The strike will last only one hour, in accordance with national labor laws.

ETKL has reassured that patients will not suffer due to the strike. Nurses will be present at the hospitals to provide emergency care, and surgeries will go on as scheduled.

Rahendi said the discussion to raise the wage have been ongoing since 1996, but led nowhere. A labor dispute which unfolded in 1998 and remained unresolved put extra pressure on the talks. In Estonia, salary funds from the government are allocated to state and municipally-owned hospitals, but they are not instructed on how to distribute the lump sum among doctors and nurses and other employees.
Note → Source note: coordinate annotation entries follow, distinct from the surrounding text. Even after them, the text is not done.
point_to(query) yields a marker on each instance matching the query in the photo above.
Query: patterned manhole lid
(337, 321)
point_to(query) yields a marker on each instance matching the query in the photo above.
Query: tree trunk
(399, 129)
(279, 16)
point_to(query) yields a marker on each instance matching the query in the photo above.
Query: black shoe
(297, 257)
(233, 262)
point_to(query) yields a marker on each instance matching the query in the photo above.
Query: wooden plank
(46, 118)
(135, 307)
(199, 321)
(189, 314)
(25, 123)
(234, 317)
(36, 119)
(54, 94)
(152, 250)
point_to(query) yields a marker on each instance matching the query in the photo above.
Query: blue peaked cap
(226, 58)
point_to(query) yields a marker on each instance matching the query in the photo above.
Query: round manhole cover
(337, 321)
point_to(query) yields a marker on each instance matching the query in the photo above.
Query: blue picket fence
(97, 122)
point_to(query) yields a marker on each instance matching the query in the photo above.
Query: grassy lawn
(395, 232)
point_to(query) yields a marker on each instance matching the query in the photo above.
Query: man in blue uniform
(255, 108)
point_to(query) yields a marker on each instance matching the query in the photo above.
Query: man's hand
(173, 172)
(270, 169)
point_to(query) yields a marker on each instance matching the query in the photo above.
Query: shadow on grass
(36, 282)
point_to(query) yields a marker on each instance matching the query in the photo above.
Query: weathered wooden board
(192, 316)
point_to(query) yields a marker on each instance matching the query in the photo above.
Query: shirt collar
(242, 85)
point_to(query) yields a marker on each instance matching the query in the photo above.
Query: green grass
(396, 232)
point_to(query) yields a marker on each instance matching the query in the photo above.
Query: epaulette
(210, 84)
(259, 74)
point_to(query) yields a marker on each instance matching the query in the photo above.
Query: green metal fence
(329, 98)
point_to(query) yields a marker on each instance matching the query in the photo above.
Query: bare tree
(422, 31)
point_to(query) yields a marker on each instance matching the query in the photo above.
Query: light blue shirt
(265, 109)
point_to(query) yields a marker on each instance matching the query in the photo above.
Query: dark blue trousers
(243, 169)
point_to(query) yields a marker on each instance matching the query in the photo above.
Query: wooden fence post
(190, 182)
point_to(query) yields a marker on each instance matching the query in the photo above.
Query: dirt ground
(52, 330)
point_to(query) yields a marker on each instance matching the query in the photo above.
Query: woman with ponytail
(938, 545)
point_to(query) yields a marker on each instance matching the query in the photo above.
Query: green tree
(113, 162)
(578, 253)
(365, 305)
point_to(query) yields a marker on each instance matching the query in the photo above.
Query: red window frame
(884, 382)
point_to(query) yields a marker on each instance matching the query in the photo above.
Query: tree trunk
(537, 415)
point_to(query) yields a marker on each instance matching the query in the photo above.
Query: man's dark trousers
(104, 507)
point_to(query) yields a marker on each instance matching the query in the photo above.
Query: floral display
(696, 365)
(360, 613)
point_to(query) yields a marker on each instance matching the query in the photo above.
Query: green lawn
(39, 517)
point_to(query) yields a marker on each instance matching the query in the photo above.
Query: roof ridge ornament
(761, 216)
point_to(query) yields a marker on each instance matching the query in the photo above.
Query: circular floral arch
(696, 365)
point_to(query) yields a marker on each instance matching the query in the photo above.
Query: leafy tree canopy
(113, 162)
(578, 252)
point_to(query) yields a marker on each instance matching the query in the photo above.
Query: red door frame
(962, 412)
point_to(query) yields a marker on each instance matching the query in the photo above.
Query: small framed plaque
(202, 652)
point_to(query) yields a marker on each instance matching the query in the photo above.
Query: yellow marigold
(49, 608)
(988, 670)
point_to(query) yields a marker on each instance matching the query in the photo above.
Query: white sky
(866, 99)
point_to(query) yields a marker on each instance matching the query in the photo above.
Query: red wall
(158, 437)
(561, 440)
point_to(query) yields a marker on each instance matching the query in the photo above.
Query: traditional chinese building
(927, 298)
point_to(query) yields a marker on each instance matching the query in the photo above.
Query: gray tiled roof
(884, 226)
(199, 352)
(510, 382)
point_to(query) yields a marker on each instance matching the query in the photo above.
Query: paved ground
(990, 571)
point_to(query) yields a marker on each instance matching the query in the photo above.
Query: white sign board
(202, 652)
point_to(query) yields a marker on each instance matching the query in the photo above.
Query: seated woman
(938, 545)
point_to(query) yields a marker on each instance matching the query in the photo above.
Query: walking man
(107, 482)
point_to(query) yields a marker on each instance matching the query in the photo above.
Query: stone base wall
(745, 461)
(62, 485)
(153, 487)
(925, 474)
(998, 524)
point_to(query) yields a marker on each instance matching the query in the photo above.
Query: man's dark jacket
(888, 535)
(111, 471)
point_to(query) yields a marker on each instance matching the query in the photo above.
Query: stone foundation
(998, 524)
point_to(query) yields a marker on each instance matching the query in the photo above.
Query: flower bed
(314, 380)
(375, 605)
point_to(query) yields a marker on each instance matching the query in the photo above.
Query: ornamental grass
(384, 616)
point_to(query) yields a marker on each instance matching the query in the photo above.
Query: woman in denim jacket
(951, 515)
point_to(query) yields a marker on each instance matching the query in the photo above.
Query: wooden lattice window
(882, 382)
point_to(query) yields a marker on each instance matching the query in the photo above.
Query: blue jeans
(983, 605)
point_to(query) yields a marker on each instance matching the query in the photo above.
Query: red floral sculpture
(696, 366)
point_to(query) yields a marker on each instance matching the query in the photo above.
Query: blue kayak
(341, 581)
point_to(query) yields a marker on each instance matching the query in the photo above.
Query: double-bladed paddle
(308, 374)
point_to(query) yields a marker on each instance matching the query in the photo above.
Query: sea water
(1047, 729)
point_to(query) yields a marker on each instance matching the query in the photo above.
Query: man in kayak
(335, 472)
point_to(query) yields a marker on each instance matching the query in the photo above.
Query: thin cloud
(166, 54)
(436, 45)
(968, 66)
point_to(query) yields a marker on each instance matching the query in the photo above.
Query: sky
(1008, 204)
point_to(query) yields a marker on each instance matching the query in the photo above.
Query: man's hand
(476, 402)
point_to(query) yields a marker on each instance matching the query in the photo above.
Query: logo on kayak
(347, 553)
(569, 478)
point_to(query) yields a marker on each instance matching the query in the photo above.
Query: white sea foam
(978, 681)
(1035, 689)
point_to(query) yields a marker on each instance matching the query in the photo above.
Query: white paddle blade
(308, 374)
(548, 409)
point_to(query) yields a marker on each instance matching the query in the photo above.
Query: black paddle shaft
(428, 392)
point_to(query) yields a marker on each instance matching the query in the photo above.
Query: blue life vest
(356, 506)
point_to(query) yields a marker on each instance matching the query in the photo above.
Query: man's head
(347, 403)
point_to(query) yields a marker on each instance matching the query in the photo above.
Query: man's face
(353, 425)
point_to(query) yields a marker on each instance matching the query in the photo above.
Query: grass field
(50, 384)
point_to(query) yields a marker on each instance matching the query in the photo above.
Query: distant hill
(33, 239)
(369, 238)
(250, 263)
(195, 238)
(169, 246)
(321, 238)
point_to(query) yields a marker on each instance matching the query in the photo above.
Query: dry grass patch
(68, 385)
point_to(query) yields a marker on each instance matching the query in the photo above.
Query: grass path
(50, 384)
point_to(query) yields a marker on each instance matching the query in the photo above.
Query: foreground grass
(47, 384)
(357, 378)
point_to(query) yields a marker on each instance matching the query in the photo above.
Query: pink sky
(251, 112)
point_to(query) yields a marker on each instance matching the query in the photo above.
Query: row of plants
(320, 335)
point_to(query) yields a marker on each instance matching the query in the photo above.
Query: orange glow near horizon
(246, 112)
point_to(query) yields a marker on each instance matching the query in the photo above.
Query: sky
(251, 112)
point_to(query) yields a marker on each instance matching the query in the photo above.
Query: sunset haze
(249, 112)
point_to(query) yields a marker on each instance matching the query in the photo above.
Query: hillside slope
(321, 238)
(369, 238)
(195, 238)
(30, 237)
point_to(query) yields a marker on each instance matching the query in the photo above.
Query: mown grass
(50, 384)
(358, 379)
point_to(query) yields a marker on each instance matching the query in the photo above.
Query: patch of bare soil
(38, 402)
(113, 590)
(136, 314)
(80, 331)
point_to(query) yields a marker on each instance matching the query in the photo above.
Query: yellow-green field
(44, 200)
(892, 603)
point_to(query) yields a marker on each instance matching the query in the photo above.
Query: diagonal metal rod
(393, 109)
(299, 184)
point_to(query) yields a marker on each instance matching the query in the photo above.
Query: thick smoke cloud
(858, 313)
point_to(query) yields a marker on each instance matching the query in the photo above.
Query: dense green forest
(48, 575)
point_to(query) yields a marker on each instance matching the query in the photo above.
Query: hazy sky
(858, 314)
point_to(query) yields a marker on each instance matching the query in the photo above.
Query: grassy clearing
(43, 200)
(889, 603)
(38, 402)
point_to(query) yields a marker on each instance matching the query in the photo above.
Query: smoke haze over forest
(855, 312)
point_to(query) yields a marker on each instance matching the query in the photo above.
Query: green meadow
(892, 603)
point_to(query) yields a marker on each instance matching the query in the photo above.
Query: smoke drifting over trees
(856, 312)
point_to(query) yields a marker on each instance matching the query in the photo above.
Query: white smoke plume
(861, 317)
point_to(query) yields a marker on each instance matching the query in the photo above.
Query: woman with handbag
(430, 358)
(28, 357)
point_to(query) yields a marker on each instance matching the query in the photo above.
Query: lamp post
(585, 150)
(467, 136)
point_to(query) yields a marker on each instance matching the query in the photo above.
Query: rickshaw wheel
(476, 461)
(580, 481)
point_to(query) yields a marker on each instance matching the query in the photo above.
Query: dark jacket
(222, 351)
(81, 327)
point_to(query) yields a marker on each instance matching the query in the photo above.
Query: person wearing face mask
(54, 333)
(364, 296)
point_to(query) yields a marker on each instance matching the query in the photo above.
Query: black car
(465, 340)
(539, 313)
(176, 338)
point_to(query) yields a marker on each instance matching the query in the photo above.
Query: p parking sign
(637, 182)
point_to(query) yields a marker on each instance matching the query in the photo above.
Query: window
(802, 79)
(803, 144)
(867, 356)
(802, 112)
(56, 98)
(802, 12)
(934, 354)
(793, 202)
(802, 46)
Hospitals, therefore, bear the responsibility of determining nurses' wages.

The Association of Estonian Doctors, EAL, which came out in support of the strike, pointed out, however, that the pay raise has so far been blocked not by hospital executives' indifference, but by the state health care's inadequate financing.

It is time to start investing in medical personnel and establish clear priorities for providing medical care, the leaders of EAL said in a statement. The association said that allocations to public health are not sufficient to keep the existing system functioning.

EAL urges the government to seek constructive solutions to raise medical workers' pay. In the doctors' opinion, the most important steps to ease the situation would be to improve medical services pricing mechanisms and conclude agreements with medical institutions.

In the statement, the doctors said they expected patients to show understanding in the hour the nurses are gone, as they will not be replaced. They stressed, however, that emergency medical aid would be available.

Viktor Sarapuu, head doctor at the Viljandi County Hospital, backed the action, saying that the strike won't affect the hospital's work, and that trade union activity in democratic societies must not be restricted.

"I think it is a positive event," he said. "The stronger the trade unions, the stronger the democracy."